Community need triumphs over developer greed

March 3, 2023
Bekk, Alan and Anoulack crossing the lights. Photo: Brian Laul. Poster insert: Vivian Messimeris

A group of parents and carers in south west Sydney won a small, but significant, victory for the community on February 15. Traffic lights installed on McDonald Road adjacent Bardia Public School (BPS) were switched on for the first time, allowing students, carers and others could finally cross the major road safely.

The traffic light installation outside BPS was a victory for the BPS Parents and Citizens Association (P&C), an energetic community group dedicated to improving conditions for students at the school.

The P&C formed in 2021, two years after the school opened. It immediately began campaigning for the traffic lights, which had been planned to be switched on the day the school opened, in January 2019.

The suburb of Bardia was established in 2013, opened by NSW government-owned developer Landcom, on land previously used for a military barracks. Landcom’s master plan included traffic lights at the school.

Landcom was forced to sell its remaining interests in Bardia in 2015 to private developer Dahua. While Dahua was bound by Landcom’s planning agreement to construct the traffic lights outside the school, it failed to do so.

The P&C, with the support of successive school principals and Anoulack Chanthivong, MP for Macquarie Fields, demanded that Campbelltown City Council enforce its planning agreement with the developer and compel it to install the lights, or carry out the work themselves.

After more than a year of brush-offs from Council officers and councillors, the P&C finally gained some traction when it produced placards demanding council fix them along adjoining streets.

Consistent and determined action built pressure, raised awareness and, finally, turned the tide.

Victory was secured after a Freedom of Information request revealed emails between council, the NSW government and Dahua, in which council appeared to back the developer in delaying installation of the lights over a dispute about a $60,000 cost to extend a slip lane.
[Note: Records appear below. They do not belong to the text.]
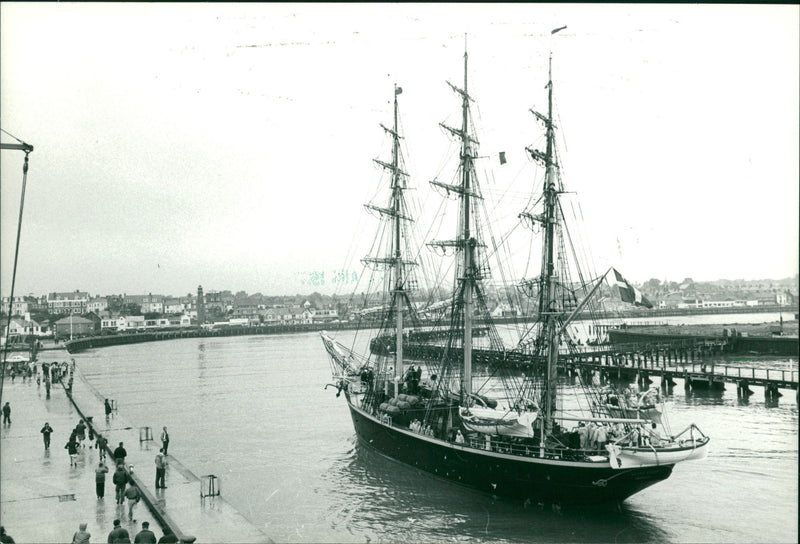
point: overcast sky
(231, 145)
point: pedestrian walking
(81, 536)
(80, 432)
(72, 449)
(120, 479)
(118, 535)
(165, 440)
(161, 469)
(101, 446)
(145, 536)
(100, 479)
(168, 537)
(46, 431)
(120, 454)
(133, 495)
(6, 414)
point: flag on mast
(629, 293)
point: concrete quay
(43, 499)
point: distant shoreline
(92, 342)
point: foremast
(548, 303)
(394, 260)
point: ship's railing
(530, 450)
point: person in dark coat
(165, 440)
(72, 449)
(101, 445)
(120, 480)
(120, 454)
(6, 414)
(145, 536)
(46, 431)
(100, 480)
(80, 432)
(118, 534)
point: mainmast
(467, 274)
(396, 213)
(548, 304)
(469, 242)
(398, 294)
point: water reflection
(379, 492)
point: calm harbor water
(252, 410)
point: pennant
(629, 293)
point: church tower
(201, 306)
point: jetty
(44, 499)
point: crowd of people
(84, 438)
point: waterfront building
(21, 305)
(73, 325)
(97, 305)
(68, 303)
(149, 303)
(173, 305)
(22, 326)
(201, 308)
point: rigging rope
(14, 270)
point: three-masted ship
(414, 396)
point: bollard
(209, 486)
(145, 434)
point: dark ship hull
(551, 480)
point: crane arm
(22, 147)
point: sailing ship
(446, 396)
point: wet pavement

“The traffic lights should have been installed before the opening of the Bardia school in 2019,” Alan Bettison, lights campaigner and BPS P&C Secretary told Green Left.

“The Bardia P&C ramped up the fight with local and national media until we had the breakthrough in late 2022 and the works commenced.

“Without the control of the traffic light, chaos around the front of the school was an accident waiting to happen and it did.

“People power through the persistent pressure from the BPS P&C and Bardia community residents made a change,” Bettison continued.

“I am extremely proud of my team, who worked relentlessly to bring those accountable into action to finally install these long-awaited lights," Bekk Hagstrom, BPS P&C President said.

“Although severely overdue, I’m pleased the developer [was] finally obliged to [carry out] their responsibilities and at last afforded our children the opportunity to cross the road safely.”